The Body is “life” in its identity in the last instance, in its radical immanence, entailing expression through the both attributes equally (of extension and cogitation). The mental, achieved through the emotional, is the reflection of the fundamental, defining state of one’s existence – the one taking place on the level of the body (Spinoza E 5, 14). The body is the location par excellence of pain and vulnerability, i.e., the instance of the radical identity of life. The body is the topos of the radical (pre- or/and meta-discursive) knowledge about a possible threat to the survival of an “I.” This particular cognitive process taking place at the level of the Body in the form of an absolute state of alert is, by definition, automatically accompanied by total mobilization – again, taking place primarily through the body – toward staying-in-life, providing one’s own survival (as both body and soul).

That instance of pre-discursiveness which is the Pain, i.e., vulnerability, participates in a formative way in the per definitionem discursive phenomenon of recognition (of the “human”). In fact, it is the condition of that “discursive category” called humanity.  The thesis about vulnerability as the condition of the “human” implies the formative heterogeneity of humanity inasmuch as it is the experiential/evental instance of vulnerability which makes possible the discursive constitution of humanity. At the root of the “human” lies the organic instance of vulnerability and pain, at the root of the “human” we find the body that suffers. At the root of the human is that which is beyond the human – the body, the organism subjected to pain and confronting the irrevocable call for self-preservation, always already immersed in the struggle for survival.

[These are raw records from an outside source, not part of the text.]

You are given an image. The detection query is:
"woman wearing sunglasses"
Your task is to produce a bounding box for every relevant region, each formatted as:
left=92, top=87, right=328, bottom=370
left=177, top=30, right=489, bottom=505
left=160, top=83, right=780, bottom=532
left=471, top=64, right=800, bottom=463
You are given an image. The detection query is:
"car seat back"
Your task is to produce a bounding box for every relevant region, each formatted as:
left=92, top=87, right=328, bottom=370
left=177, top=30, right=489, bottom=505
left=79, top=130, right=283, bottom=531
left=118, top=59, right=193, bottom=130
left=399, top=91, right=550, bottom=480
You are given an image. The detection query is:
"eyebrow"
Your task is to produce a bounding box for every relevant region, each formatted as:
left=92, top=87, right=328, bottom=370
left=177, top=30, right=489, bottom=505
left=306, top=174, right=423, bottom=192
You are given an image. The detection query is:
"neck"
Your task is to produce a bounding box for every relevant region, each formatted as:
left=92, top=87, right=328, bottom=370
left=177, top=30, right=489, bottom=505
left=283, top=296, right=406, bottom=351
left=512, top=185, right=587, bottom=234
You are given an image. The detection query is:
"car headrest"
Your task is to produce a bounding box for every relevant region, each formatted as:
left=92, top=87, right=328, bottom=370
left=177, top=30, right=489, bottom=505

Drawing on the Spinozian “selfish thesis” [tipot na koj referira od G. Lloyd] about any individual’s compulsion toward avoiding pain including the one experienced by the others that would make itself present cognitively, I would say that solidarity and political responsibility toward the suffering of the others originates from our ability to identify with the pain of the other body. We are able to identify with the body helplessly exposed to a possibility of affliction by pain, with body’s vulnerability. In fact, the less we can recognize the other as human, the less “human” he or she is, such as a child or an old helpless woman or man, the more we are able to revolt against the violence brought upon him or her. The less we see a Subject in control of the potentiality of a violent threat against his or her body the more we are called upon acting toward their protection: the level of vulnerability is proportional with the absence of a masterful subject of humanity.

The less discursive competence they have the more we see them as vulnerable that we are compelled to protect. The less they are what is discursively constituted as human, the more we feel called upon acting humanely. The less they are human the more they meet human solidarity. I would claim that recognition of the Other’s humanity is not only unnecessary for establishing solidarity but also redundant and even an obstacle to it. It is life to life, individualized through bodies, that establishes solidarity and not the product of an operation of recognition called – “a human.”